Poor soil, no soil, trouble bending and kneeling: all this matters not when you use the straw-bale gardening practice. Bales or bundles of straw are used as individual planters, or they can be used to create a raised bed. Today we focus on the single-bale method.
- Position the bale in a sunny location.
- Layer newspapers where the bale will rest to reduce weed germination.
- Once the bale is wet, it will be very heavy, so pick your location with care.
- Place the bale so its twine runs horizontal, and wraps around the sides, not the top and bottom.
- Place bale with the straw’s cut end facing up. (If you flip the bale over, you will see bent lengths of straw.)

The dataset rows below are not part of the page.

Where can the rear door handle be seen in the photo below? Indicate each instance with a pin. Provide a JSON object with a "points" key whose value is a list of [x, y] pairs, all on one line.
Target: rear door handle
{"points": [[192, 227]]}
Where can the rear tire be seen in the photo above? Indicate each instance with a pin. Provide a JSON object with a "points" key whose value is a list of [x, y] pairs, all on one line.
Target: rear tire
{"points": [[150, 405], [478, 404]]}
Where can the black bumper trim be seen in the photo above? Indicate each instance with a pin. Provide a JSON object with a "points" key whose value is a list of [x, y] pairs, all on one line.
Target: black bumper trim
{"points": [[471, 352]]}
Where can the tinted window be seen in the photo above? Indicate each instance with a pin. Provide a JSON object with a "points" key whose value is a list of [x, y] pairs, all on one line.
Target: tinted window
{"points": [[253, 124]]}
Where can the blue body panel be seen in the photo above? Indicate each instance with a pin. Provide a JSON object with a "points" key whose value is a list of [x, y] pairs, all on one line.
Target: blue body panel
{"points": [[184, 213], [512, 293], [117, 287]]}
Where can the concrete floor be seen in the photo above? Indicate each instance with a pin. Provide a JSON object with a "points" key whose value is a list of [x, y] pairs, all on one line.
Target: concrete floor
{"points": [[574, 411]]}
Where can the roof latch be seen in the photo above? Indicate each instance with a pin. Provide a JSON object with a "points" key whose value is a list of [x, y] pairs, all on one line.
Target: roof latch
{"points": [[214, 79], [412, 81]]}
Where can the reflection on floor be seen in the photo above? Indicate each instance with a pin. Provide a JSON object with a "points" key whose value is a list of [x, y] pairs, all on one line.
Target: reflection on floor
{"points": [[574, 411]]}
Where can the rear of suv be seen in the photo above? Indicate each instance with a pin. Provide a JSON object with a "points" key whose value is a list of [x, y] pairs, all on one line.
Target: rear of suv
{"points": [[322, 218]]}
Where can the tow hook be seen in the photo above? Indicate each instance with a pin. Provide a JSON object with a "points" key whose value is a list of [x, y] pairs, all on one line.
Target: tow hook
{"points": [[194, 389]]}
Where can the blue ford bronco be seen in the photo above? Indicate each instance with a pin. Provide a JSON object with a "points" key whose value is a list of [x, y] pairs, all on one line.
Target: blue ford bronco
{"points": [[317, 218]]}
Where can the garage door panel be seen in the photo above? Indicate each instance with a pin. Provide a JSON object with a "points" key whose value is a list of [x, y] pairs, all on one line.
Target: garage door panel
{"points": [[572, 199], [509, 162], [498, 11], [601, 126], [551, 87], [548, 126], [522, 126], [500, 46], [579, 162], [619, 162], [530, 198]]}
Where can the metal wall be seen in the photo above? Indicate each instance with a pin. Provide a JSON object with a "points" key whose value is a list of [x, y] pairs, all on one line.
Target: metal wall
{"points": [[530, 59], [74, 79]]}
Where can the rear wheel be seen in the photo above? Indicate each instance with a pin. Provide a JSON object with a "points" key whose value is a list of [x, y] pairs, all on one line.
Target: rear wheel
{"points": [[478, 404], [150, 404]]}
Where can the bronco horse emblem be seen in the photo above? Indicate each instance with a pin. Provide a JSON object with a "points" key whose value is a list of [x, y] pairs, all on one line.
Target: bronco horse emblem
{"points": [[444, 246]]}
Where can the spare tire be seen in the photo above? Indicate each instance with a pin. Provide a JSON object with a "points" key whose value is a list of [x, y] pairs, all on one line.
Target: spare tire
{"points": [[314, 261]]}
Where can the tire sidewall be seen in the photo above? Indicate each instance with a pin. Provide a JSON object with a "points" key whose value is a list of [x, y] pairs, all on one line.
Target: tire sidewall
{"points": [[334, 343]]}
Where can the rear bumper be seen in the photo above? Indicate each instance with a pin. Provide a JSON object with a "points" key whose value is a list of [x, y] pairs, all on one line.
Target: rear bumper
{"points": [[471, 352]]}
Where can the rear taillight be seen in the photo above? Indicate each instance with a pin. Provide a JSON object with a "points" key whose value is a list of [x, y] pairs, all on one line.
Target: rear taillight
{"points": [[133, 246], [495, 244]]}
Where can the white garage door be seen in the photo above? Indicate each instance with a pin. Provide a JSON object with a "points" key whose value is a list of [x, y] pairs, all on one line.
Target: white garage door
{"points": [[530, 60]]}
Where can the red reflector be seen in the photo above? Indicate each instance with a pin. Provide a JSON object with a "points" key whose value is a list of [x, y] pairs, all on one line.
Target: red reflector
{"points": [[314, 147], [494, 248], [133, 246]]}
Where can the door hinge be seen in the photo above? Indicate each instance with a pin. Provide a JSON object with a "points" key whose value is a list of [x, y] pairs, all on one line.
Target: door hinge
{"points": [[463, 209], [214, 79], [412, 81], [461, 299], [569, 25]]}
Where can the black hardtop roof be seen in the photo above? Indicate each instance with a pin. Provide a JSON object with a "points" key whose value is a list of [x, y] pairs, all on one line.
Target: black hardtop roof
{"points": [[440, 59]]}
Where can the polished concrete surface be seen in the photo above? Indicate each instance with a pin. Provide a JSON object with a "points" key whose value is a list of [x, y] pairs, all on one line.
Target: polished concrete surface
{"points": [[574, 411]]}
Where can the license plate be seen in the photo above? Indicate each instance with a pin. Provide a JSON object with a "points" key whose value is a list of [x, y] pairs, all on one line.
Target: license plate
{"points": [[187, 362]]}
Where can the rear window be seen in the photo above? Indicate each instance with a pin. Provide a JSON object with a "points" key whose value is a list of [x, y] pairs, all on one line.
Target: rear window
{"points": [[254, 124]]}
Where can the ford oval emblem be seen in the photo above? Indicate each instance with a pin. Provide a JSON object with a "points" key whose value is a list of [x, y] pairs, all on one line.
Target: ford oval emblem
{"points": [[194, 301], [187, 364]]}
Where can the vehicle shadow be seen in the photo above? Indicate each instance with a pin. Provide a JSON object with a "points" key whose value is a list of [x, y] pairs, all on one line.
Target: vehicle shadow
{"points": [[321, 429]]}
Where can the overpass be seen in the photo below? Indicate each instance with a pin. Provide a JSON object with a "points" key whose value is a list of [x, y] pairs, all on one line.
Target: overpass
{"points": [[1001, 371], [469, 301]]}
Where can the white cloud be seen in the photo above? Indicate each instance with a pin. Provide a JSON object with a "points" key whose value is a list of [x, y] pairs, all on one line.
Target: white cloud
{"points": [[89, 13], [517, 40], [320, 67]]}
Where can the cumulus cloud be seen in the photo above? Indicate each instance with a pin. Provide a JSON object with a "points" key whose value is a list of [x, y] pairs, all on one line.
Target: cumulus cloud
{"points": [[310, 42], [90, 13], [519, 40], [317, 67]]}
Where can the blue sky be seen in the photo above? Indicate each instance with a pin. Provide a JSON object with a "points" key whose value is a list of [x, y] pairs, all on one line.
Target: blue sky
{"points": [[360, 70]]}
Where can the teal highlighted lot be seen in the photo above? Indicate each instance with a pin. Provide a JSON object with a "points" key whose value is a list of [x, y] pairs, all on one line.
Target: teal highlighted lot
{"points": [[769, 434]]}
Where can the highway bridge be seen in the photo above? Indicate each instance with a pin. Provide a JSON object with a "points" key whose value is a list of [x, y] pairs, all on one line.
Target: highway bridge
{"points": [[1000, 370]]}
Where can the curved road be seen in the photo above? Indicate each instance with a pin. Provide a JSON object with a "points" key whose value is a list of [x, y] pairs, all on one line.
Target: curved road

- Condition the bale: The bale will begin to breakdown, which is good, but the heat generated in the process will kill new plants. Therefore, for three days water the bale so it stays wet. On days 4 through 9 water with liquid fertilizer to condition the decomposing straw. On day 10 start watering with plain water until the core temperate of the bale is the same as that of the ambient air. (Use a compost thermometer to check the temperature.)
- Plant! Pull aside straw to plant your veggies. Use some of the displaced straw to cover the soil.
- Fertilize and water. Since you are not adding compost or garden soil to the bale, you will need to fertilize.
- End of the season: The straw will be gray and on its way to decomposing. Simply turn it over and leave it to sit. Come spring you will have compost for gardens and containers.